In Search of Cheap Power
Currently, Bitfarms operates five separate mining operations across the province. It’s expansion is linked to the relatively cheap electricity in the area. The complaints have not evaded the attention of relevant authorities. As CityNews claims, Sherbrooke City councilor Marc Denault admitted that the City Council didn’t know about the social costs that would have arisen from the firm’s location there, and would not have allowed the firm to settle there if it did. h
However, the councilor tried to put all concerns at ease, as he said that the company had expressed its intentions to renovate its building and build a wall that will muffle the sounds coming from the plant.
“We expect significant improvement versus what the residents are allegedly complaining about today,” he assured citizens.

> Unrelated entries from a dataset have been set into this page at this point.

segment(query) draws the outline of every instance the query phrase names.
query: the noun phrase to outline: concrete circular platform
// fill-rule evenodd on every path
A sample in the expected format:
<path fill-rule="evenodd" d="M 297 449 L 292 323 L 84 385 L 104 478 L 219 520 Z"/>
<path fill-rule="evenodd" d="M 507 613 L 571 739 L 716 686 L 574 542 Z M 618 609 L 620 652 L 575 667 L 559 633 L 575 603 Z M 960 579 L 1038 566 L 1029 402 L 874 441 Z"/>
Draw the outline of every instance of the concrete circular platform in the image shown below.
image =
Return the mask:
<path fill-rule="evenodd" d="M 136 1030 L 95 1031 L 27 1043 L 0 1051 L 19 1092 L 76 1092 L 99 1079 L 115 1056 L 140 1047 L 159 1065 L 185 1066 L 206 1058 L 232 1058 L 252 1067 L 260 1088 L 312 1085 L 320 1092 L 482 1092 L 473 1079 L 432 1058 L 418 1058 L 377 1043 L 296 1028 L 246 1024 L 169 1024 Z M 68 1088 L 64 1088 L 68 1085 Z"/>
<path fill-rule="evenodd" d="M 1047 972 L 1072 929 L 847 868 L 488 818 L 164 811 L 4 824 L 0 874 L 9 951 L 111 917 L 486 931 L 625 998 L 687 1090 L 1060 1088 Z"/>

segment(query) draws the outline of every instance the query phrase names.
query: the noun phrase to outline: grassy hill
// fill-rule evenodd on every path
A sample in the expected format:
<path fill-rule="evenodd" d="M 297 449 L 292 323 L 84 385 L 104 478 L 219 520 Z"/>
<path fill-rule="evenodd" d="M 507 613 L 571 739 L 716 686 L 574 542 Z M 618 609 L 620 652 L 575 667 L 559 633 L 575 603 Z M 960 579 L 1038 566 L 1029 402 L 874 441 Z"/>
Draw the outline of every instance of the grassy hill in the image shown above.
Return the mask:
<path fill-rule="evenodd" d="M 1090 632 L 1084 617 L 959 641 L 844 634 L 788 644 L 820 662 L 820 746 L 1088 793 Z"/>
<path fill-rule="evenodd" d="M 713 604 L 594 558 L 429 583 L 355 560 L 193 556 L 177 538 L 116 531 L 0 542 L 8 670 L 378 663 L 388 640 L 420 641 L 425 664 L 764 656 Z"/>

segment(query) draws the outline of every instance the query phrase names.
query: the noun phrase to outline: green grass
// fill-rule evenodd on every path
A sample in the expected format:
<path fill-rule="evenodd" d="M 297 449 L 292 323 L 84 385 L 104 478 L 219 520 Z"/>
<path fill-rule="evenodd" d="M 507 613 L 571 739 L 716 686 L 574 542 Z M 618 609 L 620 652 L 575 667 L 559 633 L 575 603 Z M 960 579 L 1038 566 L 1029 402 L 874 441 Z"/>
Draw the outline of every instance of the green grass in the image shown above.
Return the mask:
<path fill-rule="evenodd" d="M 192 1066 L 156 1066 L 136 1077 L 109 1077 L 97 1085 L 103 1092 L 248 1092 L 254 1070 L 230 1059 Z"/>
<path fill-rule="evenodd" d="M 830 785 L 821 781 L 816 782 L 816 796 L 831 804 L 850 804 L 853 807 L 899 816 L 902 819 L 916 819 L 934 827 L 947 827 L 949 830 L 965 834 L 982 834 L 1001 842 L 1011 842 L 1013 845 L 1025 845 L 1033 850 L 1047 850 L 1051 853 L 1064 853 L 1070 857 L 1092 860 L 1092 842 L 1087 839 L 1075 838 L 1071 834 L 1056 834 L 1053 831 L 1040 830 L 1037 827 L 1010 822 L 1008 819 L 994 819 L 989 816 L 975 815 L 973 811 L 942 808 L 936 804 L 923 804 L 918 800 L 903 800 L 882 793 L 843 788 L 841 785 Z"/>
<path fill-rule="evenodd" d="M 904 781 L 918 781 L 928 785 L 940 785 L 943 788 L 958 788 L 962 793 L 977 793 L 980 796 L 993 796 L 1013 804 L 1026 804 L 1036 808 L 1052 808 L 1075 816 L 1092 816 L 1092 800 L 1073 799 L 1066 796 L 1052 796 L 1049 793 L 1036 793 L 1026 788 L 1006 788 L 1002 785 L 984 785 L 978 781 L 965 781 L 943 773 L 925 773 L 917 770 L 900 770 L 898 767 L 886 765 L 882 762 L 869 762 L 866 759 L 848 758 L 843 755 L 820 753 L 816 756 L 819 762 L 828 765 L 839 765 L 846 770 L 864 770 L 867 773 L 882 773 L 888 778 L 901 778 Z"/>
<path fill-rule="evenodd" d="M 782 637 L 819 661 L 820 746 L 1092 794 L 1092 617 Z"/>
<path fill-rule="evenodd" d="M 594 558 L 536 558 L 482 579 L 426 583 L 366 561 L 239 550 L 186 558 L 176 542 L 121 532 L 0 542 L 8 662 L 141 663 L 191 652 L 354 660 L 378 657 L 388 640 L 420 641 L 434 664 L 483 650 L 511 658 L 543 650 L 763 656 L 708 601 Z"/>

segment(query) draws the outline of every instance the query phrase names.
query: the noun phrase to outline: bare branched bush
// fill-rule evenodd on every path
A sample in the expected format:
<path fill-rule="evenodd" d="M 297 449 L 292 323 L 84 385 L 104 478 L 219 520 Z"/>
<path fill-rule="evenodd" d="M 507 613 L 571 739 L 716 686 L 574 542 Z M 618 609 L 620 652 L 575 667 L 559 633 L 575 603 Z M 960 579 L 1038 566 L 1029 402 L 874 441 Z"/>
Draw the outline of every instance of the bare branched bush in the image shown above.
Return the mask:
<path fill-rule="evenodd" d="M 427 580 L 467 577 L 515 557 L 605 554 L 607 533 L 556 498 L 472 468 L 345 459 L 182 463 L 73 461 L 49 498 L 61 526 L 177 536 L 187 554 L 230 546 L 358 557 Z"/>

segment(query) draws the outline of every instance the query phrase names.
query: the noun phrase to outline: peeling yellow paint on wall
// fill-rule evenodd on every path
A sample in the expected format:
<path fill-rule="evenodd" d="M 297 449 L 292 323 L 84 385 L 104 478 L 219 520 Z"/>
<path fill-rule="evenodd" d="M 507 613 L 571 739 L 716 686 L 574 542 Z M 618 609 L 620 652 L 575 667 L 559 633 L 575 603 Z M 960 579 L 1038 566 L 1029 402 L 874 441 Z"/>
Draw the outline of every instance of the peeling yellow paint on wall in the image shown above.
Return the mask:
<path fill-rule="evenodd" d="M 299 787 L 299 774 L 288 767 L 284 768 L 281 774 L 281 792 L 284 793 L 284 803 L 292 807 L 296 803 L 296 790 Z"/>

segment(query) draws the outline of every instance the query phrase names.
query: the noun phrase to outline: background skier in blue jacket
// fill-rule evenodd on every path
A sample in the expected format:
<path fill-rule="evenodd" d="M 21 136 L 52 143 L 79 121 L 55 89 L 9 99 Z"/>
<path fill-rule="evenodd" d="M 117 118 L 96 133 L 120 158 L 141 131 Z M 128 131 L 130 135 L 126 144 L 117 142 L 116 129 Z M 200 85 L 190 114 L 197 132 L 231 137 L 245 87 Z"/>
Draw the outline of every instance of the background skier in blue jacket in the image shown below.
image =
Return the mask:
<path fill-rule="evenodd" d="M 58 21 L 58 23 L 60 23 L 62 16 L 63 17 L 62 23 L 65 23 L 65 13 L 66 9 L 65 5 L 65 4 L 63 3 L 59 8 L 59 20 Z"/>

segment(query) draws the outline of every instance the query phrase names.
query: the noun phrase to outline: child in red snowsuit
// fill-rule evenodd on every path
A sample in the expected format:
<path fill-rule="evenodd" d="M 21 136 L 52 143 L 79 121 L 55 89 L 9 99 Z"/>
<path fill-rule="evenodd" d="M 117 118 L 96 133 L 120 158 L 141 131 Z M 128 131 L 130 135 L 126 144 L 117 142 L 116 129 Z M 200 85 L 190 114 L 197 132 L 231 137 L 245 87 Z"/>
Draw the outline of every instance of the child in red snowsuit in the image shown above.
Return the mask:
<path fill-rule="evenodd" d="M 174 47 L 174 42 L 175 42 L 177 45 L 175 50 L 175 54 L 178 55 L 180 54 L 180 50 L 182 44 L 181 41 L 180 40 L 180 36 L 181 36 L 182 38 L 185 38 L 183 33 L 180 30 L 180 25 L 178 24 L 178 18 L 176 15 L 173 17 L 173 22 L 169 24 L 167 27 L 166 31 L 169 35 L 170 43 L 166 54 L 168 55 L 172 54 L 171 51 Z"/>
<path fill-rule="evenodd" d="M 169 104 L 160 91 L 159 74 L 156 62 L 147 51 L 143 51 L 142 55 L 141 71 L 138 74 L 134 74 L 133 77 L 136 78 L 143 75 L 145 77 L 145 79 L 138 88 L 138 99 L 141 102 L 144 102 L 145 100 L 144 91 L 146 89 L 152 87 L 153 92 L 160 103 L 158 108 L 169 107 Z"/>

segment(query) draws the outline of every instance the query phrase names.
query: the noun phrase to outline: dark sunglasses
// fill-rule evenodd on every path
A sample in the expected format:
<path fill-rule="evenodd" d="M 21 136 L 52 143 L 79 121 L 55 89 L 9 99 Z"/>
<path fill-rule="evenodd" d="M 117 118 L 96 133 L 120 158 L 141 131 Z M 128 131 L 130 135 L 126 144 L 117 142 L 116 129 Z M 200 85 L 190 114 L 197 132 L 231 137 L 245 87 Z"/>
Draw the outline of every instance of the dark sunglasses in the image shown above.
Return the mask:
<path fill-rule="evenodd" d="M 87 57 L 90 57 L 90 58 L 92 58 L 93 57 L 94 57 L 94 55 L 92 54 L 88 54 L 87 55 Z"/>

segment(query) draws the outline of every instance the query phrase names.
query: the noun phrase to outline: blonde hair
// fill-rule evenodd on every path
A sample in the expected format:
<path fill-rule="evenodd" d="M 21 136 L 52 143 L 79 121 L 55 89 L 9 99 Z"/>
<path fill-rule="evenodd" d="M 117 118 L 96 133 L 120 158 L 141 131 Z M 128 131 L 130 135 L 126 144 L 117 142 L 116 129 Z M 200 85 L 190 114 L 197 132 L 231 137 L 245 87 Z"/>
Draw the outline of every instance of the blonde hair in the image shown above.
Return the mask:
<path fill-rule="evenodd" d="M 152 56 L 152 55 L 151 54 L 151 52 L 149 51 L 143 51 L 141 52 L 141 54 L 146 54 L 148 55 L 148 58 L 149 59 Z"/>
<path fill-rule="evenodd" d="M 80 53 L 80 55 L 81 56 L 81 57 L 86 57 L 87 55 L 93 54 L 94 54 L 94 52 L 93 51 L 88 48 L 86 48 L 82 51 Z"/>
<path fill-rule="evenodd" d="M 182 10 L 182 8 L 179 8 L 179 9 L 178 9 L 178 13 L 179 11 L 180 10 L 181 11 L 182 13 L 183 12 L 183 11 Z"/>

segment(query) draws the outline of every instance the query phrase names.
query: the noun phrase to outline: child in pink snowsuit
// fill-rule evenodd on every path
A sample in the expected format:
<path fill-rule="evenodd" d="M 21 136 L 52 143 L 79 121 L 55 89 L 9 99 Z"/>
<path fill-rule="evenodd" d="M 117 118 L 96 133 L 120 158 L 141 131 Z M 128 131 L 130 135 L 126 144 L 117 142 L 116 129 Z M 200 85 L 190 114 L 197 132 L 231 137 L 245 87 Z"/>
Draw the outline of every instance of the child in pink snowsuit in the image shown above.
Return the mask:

Ground vibrations and disturbing sounds are just the latest in the line of social costs that come from crypto mining farms being located in a place. It’s becoming normal for residents and local government authorities to complain about the environmental impact of bitcoin mining. However, while those are imminently treatable, issues such as vibrations are much more complex
In August 2018, Norwegian news medium The Local reported that the government was mulling a shutdown of Kryptovault, a mining facility north of Oslo, after citizens complained about the noise its operations had generated. Per the news source, residents had lodged complaints that a Kryptovault effectively ruined their summers, thanks to noise generated by the plant’s massive cooling fans, which were working “24 hours a day, 365 days a year.”
Despite several arid summer conditions, locals found themselves shutting their windows to keep the noise out. The frustrations eventually reached boiling point when a local reportedly sent the company a bomb threat if they didn’t fix things.